La troisième étape consiste à cadrer cette délégation avec le ou les collaborateurs retenus : le manager doit être clair, précis. Plus les objectifs seront compris, voire partagés, plus cela donnera un cap et du sens à ce transfert. Afin de permettre au collaborateur d’atteindre les objectifs fixés, le manager devra mettre à disposition les ressources et outils nécessaires à l’atteinte des objectifs.
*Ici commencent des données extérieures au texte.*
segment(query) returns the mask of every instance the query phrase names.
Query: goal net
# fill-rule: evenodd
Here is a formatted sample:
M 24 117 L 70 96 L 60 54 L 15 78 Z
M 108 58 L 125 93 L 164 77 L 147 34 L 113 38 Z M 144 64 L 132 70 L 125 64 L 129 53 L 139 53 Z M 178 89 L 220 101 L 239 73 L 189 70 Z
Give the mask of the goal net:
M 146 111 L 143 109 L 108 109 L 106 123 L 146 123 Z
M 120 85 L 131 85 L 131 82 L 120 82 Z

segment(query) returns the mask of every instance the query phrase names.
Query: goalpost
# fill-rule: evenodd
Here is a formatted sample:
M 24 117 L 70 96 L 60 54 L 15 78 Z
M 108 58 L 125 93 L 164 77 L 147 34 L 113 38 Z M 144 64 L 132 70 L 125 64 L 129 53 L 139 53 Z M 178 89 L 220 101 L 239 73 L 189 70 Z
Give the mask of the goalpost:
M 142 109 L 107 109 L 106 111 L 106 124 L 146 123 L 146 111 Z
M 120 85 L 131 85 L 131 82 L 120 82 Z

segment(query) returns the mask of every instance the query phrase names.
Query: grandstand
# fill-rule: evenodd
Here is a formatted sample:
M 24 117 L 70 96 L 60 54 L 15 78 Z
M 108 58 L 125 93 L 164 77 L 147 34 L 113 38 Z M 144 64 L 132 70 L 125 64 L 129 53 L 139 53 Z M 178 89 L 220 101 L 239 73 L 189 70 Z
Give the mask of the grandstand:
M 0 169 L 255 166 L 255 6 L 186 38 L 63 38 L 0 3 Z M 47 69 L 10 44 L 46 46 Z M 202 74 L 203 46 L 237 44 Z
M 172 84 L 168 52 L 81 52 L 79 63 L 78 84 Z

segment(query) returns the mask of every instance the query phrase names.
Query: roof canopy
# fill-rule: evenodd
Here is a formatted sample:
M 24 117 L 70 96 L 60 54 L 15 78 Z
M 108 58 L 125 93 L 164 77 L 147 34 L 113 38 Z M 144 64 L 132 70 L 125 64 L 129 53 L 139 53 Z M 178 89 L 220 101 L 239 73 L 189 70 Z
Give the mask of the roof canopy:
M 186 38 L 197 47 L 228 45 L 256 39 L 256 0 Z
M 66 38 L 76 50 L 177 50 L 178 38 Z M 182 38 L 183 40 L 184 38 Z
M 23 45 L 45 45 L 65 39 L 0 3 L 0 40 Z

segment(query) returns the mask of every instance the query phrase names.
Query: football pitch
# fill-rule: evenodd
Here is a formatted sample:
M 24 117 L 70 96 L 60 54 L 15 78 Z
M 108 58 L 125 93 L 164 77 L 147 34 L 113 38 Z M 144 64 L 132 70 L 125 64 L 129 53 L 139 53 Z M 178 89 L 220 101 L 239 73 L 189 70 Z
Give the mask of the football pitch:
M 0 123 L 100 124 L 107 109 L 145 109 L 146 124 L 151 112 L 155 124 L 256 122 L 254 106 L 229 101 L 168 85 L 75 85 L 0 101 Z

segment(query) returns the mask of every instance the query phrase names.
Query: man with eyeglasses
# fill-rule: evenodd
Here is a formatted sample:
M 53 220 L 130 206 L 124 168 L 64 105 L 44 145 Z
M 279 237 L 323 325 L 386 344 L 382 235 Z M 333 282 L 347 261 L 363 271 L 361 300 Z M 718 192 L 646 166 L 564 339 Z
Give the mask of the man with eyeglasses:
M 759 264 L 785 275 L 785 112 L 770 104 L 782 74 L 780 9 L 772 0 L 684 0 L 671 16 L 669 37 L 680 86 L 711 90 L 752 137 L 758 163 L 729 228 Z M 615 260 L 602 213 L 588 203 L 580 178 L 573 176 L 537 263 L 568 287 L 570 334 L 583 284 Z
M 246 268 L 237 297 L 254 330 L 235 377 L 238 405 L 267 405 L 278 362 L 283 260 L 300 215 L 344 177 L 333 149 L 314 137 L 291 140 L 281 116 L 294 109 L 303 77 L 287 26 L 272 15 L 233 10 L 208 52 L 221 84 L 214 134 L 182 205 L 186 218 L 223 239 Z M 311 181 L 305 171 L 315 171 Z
La dernière étape, mais néanmoins l’étape la plus importante pour une délégation réussie, est l’accompagnement. Le manager doit expliquer, faire preuve de pédagogie et de disponibilité pour faciliter la montée en compétence de son collaborateur et le rendre autonome plus rapidement.

 

Quels sont les principaux bénéfices à tirer de la délégation ?

Le premier des bénéfices est la gestion du temps. Même s’il n’apparait pas évident aux premiers abords, au bout de ce processus de délégation, le manager dispose donc de plus de temps.

Le second bénéfice découle du premier : en ayant plus de temps, il pourra se consacrer à d’autres tâches qui sont plus liées à son cœur de métier. Quel manager n’a jamais répondu à son supérieur « je voudrais bien le faire, mais je n’ai pas de temps » ou « je n’ai pas une seconde à moi » ?

Le pire qu’il puisse arriver à un manager c’est un retour en entretien annuel du type « mais Monsieur X., ce n’est pas ce que nous attendons de vous »…

Le fait de déléguer permettra au manager de se concentrer sur une vue globale et donc de pouvoir analyser les données avec plus de recul et de hauteur de vue. Il pourra ainsi proposer des améliorations, faire des arbitrages, prendre des décisions en toute objectivité.

Le troisième bénéfice est à mettre au profit de l’équipe : déléguer, c’est aussi impliquer, engager ses collaborateurs, les responsabiliser.

Le manager, en confiant certaines de ses missions, montre qu’il a confiance dans son équipe et qu’il l’accompagne dans son évolution professionnelle. Plus une personne développe sa compétences, plus elle est engagée. Le tableau ci-dessous met en lumière ce point.

Donc managers, si vous ne l’avez pas encore fait, il est urgent de déléguer !

Par contre, prenez le temps de bien préparer cette transition pour qu’elle devienne un facteur de réussite pour vous, vos collaborateurs et donc pour toute l’équipe.